I sat on my favorite place in school: the roof. I always came here when I was sad. It was a place where you could see a huge area around the school.
I was invisible for other people here. No one would ever look up to the roof. You could enter through a trapdoor on the attic if the school. The only ones who knew the way up here where Maja, Lou, Ally and I. No one else ever came up there.
Now I was Alone and I was being myself. I cried.
In the cafeteria, I had been so angry. All that anger to Oscar leaving me returned. And now there was that grief too. I had thought I was over him. That I moved on. Apparently I didn't.
When I face Oscar again, after four weeks without him, all these feelings were back. Not only the painful feelings, but also all of that desire stuff. My stomach turned around, my heard skipped in its own rhythm, my head couldn't think straight and my legs turned into jelly. I may have looked like I was angry but strong on the outside, but on the inside I wanted him more than ever.
I wasn't sitting on the roof for long when the trapdoor opened and someone came. I turned around. It was Felix.
"Hi love!" He said and smiled compassionate.
"how did you find me here?" I asked wiping my tears away.
"Easy! I followed you and when you where gone as I reached the attic, that was the only way. And you left your shoes there so..."
He took place next to me.
" you know he really does love you." He said after a long period of no sound.
I remained in silence.
"And I know you still love him too."
"Yes? You think so?" I sad more angry then I meant to.
More calm I said: " well I guess you're right " I looked at my hands. "But I'm so angry at him."
"I know. And he nows it too. But he won't stop until he gets you back."

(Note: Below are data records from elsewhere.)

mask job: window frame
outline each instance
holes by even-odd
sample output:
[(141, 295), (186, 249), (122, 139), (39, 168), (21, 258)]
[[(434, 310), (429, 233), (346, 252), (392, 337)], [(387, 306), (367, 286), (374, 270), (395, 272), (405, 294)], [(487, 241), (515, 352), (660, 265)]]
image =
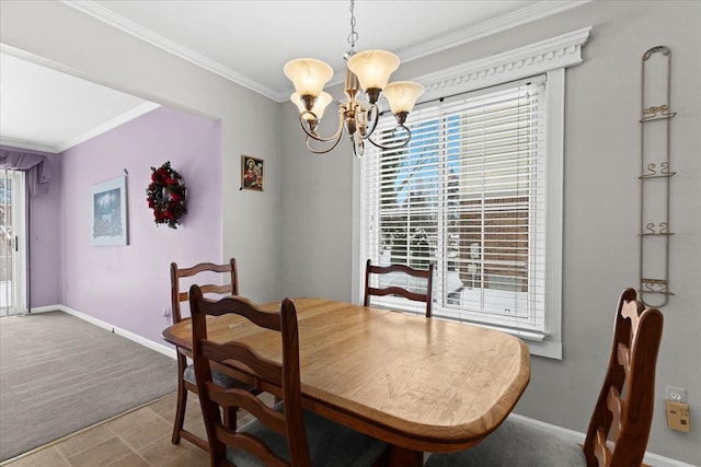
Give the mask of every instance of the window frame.
[[(435, 73), (414, 78), (426, 86), (422, 101), (476, 91), (545, 74), (545, 332), (543, 340), (528, 340), (532, 354), (562, 360), (562, 245), (565, 68), (582, 63), (582, 47), (591, 27), (577, 30), (514, 50), (469, 61)], [(411, 118), (411, 115), (410, 115)], [(353, 166), (353, 284), (354, 303), (360, 303), (365, 288), (365, 261), (360, 245), (360, 161)], [(489, 326), (487, 326), (489, 327)], [(518, 335), (518, 331), (514, 334)]]

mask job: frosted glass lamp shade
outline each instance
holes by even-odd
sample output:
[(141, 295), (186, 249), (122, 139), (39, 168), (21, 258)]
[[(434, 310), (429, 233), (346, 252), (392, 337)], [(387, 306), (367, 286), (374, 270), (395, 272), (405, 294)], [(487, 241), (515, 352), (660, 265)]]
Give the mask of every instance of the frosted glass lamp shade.
[(397, 81), (389, 83), (382, 94), (390, 104), (392, 114), (410, 113), (416, 100), (424, 93), (424, 86), (413, 81)]
[[(292, 104), (297, 106), (297, 108), (299, 108), (300, 114), (307, 110), (307, 107), (304, 107), (304, 102), (301, 100), (299, 94), (294, 93), (291, 96), (289, 96), (289, 100), (292, 102)], [(312, 114), (317, 116), (317, 120), (321, 120), (321, 116), (324, 115), (324, 109), (329, 104), (331, 104), (332, 100), (333, 98), (331, 97), (331, 94), (324, 93), (324, 92), (322, 92), (321, 94), (319, 94), (319, 96), (317, 96), (317, 102), (314, 103), (314, 106), (311, 108)], [(304, 120), (309, 120), (312, 118), (312, 116), (309, 114), (304, 114), (302, 118)]]
[(365, 50), (348, 59), (348, 69), (358, 77), (364, 91), (384, 89), (398, 68), (399, 57), (384, 50)]
[(295, 84), (299, 95), (318, 96), (324, 84), (333, 77), (333, 68), (314, 58), (297, 58), (283, 68), (285, 75)]

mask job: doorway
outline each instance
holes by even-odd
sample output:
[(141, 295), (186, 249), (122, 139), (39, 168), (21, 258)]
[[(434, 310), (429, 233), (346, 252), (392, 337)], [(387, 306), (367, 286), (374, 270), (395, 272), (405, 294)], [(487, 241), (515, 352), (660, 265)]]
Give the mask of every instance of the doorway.
[(26, 208), (24, 172), (0, 171), (0, 316), (27, 308)]

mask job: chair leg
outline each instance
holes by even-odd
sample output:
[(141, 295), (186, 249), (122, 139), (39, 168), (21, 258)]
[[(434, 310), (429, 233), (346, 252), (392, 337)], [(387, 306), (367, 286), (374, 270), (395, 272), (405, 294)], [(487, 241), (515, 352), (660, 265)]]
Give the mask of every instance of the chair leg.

"Yeah? And what then? One night of sex and he's just going to leave again? No I am not going through that again."
"I don't know any of his plans but you should let him talk to you."
Again silence.
"Today was the first time I saw him smile since that egg fight."
I looked at Felix.
Was he serious? Oscar and no smiling? I couldn't think of that.
"Well I was better of without him."
"No you weren't. Ann in the short time we've known each other I learned something. You and Oscar belong together. When I see him all being sad and she. I see you now... The same! It only gets more sure. You'll have to decide that yourself. But now we gotta go to our math lesson." He got up and we left.